El caso de Coahuila es, en realidad, una advertencia. Nos muestra lo que ocurre cuando una ley avanza más rápido que la comprensión institucional de aquello que regula. Tipificar un delito sin capacitar a jueces, fiscales y policías en su naturaleza profunda es abrir la puerta a errores que no son neutros, casi siempre recaen sobre quienes menos poder tienen.

La violencia vicaria no es un conflicto de custodia, no es una disputa entre dos personas “en igualdad de condiciones”, es una forma de violencia estructural que se inscribe en el mismo continuum que la violencia física, sexual, psicológica y económica y todas las violencias que colocan en condiciones de desigualdad a las mujeres, además, este tipo de violencia utiliza a las infancias como instrumentos de control, y por eso es tan devastadora. Cuando una mujer pierde el contacto con sus hijas o hijos como castigo por haber denunciado, por haber huido, por haber sobrevivido, el daño es doble: hacia ella y hacia ellos.

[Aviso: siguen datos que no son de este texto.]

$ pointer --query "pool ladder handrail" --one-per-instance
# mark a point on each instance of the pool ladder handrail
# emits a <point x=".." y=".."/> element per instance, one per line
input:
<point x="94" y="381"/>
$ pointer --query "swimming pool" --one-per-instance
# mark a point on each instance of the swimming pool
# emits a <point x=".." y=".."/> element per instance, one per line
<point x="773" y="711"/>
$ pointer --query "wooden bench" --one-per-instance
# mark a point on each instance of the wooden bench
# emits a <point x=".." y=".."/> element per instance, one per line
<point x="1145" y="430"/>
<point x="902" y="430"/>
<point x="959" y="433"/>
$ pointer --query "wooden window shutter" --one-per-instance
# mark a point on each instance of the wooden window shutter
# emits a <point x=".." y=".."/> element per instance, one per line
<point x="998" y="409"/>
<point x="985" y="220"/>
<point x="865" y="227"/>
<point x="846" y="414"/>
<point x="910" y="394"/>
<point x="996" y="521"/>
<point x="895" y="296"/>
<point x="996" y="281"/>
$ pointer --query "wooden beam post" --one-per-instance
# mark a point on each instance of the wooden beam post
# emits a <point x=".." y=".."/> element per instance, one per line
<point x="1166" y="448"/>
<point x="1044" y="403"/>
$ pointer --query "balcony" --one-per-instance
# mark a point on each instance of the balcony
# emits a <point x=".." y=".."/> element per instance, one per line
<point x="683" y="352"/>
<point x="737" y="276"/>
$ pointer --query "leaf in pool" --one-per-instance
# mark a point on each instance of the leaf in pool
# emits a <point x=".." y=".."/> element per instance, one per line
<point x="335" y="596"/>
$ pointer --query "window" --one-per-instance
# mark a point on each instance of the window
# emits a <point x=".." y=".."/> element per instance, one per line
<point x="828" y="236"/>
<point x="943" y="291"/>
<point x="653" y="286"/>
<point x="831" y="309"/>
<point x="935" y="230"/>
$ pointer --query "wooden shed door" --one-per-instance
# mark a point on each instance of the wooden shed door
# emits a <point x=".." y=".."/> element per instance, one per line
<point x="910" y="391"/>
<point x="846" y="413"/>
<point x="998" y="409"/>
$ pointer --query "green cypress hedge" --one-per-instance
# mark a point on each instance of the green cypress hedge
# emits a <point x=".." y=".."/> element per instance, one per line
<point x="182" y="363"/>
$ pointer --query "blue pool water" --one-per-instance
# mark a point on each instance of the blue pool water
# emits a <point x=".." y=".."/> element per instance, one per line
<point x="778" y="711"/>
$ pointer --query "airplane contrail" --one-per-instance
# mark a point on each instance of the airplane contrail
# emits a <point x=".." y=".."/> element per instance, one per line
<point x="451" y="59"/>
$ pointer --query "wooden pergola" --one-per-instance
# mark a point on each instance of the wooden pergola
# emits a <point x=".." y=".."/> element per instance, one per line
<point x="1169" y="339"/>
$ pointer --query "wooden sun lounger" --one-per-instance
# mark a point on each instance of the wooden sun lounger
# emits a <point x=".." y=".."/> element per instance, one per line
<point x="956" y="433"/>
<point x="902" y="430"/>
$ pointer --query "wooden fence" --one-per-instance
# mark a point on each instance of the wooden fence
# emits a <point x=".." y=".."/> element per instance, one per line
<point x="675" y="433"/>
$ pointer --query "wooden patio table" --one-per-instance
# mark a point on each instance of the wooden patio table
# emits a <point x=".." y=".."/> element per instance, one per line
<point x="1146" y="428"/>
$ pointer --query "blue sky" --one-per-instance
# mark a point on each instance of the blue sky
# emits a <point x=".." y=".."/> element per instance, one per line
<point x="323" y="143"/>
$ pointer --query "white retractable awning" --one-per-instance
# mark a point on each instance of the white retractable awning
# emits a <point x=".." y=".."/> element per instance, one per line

Lo que hizo la Secretaría de las Mujeres al intervenir en este caso no fue una intromisión indebida en la autonomía judicial, fue un acto de responsabilidad democrática. Cuando una ley se aplica de manera contraria a los derechos humanos y a la perspectiva de género que la originó, el Estado tiene la obligación de corregir el rumbo. Homologar la legislación sobre violencia vicaria no es un capricho, es una necesidad mínima para garantizar que una mujer no sea protegida en un estado y criminalizada en otro por la misma conducta. Es una exigencia básica de igualdad ante la ley.

Porque cuando una ley pensada para proteger a las mujeres se vuelve contra ellas, no es sólo el sistema el que se equivoca, se quiebra el principio fundamental de la democracia, que la justicia ampare a quienes más la necesitan.